Now, unfortunately, we are hearing that the president is planning to follow through with the threat to designate the Bears Ears National Monument.
In her confirmation hearings, Secretary of the Interior Sally Jewell committed to ensuring that there would be local support for a monument before recommending monument designation to the president. There is not nearly enough local support for the Bears Ears National Monument to justify designating it.
It would be a mistake to designate this monument in general, but it is especially a mistake to designate it now—only days before Christmas, during the final weeks of the Obama presidency, after an election that was a referendum on this president’s record of abusing his executive authority to enact policies that hurt hardworking Americans (especially those living in rural communities).
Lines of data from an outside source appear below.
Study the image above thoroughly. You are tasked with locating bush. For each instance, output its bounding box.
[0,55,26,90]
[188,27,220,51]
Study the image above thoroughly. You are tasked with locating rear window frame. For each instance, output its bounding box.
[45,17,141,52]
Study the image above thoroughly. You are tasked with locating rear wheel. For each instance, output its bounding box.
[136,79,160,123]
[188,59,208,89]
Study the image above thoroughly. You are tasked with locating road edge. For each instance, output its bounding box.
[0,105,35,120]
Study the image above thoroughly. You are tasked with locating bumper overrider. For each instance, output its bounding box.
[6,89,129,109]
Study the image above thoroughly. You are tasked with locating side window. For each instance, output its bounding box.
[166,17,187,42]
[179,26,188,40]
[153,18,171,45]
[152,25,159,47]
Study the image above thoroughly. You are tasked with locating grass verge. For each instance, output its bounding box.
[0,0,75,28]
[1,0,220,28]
There is still time for the president to reverse course and decide not to designate this monument, and I hope he doesn’t do it. If he does make this designation, it will be clear that it is time for Congress to take away the power given to presidents to designate national monuments.
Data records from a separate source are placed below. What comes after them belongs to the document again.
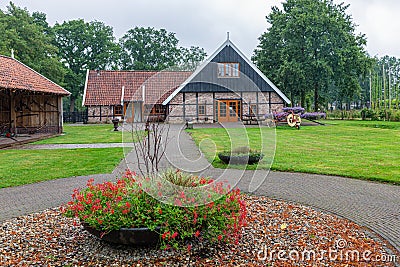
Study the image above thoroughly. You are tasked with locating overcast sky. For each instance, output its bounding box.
[1,0,399,58]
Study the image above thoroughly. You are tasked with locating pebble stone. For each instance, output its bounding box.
[0,195,398,266]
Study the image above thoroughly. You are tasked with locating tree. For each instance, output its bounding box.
[0,3,66,85]
[53,19,120,111]
[119,27,207,71]
[179,46,207,70]
[253,0,370,111]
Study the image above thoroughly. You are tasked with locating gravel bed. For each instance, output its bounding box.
[0,195,398,266]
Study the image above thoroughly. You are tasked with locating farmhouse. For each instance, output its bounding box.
[0,55,70,136]
[83,37,290,123]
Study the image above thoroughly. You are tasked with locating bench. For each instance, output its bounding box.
[242,114,264,125]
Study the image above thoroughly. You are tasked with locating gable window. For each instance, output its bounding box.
[218,63,240,77]
[198,104,206,116]
[114,105,123,116]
After working with President-elect Donald Trump to make sure that the Bears Ears designation is rescinded, defunded, and repealed, I will work with the Utah delegation, Utah’s state officials, other members of Congress, and the Trump administration to repeal the Antiquities Act—or at the very least give Utah the same exemptions from presidential monument designations that Wyoming and Alaska enjoy.
After cleaning up the mess left behind by a last-minute, last-ditch midnight monument designation, I will look forward to working with the people of San Juan County and the local Native American tribes in the area near Bears Ears to ensure that their voice is no longer excluded from land management decisions that directly impact their communities and way of life.
For a stirring example of why these voices should not be ignored, I strongly recommend that you watch San Juan County Commissioner Rebecca Benally’s statement in opposition to the designation of the Bears Ears National Monument:
Ultimately, our communities are our most precious resource, and I am committed to fight for the small communities in Utah that have been left out and left behind.